Since caring and mentoring starts at home, there is lifelong commitment and loyalty among business family members. Their knowledge of each other’s traits help create mutual trust.
Besides highlighting regular family meetings, a survey indicates that those behind leading companies encourage family cohesion by engaging in activities that keep the family focused on its legacy.
As wealth controlled by the ultra-rich family businesses is growing at an amazing rate, they are increasingly interested in establishing their own family foundations. There are many inter-connected reasons why wealthy create a family foundations.
Honoring the business founders or their spouses is an effective way to rally the family around something worthwhile.
The appealing quality of family foundations is that they last for decades or even centuries. The family wants to make sure that their charitable foundation will continue to be funded after they are gone.
Eighty one percent of business family respondents say they engage in philanthropy, and 85% have a codes of ethics, as opposed to just 57% of the world’s biggest companies overall.
Setting up the Structures
One of the big questions a business person has to ask is “What is the goal of my company,”. Is it designed to pass on to multiple generations or is it designed to create wealth for the family.

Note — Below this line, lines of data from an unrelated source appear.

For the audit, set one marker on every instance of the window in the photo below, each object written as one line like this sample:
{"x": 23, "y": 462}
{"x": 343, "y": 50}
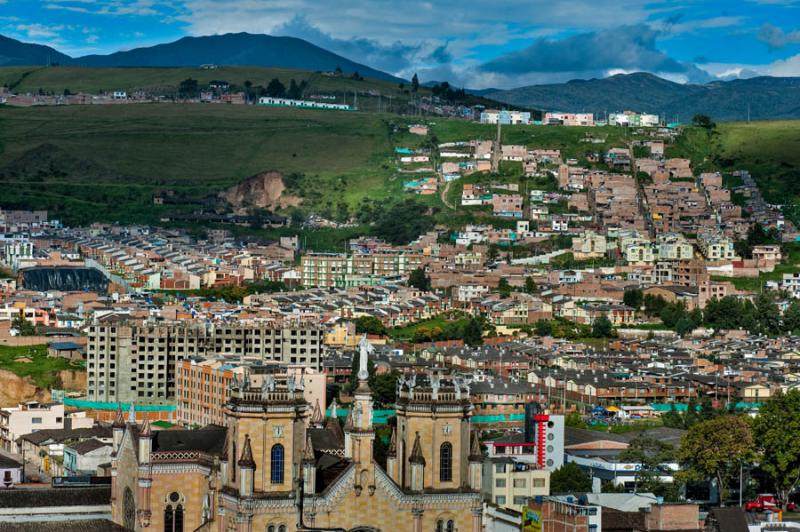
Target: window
{"x": 276, "y": 463}
{"x": 446, "y": 462}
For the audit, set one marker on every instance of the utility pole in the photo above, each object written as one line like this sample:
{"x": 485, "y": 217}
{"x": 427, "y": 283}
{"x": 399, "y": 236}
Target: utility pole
{"x": 496, "y": 151}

In order to survive, grow and sustain a family business, founders and family council need to have a clear organisational structure in place. As new members come on board, confusing roles and parallel decision-making can weaken the business and the family. Letting the business issues act out in family and vice versa is a recipe for disaster.
A non-documented set of fluid rules in someone's head invites favoritism and incompetent team to take hold in family business. Undue interruptions and interference from family members can make prized employee leave the company.
Timing is everything in family business. Any plan without deadlines and follow up is doomed from the start.
The first step in building family structure is to defined the family, its values and purpose. Then comes the family history and its trajectory into the future.
Part of the family structure are the family assembly, council, and its board. Family-business structure covers employment, education & mentoring of the sibling, ownership, dividend, top leadership nomination and conflict resolutions policies.
Founder(s) initially manage the
family business but as firm grows in
size a formal management
structure is required. Board of Directors (BOD) consists of key family members, partners, and consultants. The board is autonomous and free from unwanted family influence or interference.
All business executions are carried out under a well defined performance management. Standardization and improvement in daily operations are done by keeping them aligned with company’s top to bottom and bottom to top strategy, from vision down to individual actions
A team ownership include, employees, their departments, areas of responsibility, equipment they are using and responsible for, and process they are following.
In one of the family business I visited, operator was also responsible for upkeep and maintenance of the machine he was using
It's the top values and traits of a business founder that creates a competitive business culture.
According to Gallup survey of 2,500 business owners, who have successfully established and grown their business 3 to 5 times faster than their peers, are Business Focused, Confident, Creative Thinkers, Delegators, Determined, Independent, Knowledge-Seekers, Promoters, Relationship Builders and Risk Takers.
Family values are same as traditional or cultural values that are passed on from generation to generation within families. It's about family's beliefs, structure, roles and best practices.
It's recommended that family values identification & transfer to next generation should be the top priority of the business and family leaders.
There are many family values but here are couple of my favourites;
“Actions are from intentions” “Leave what doesn't concern you.”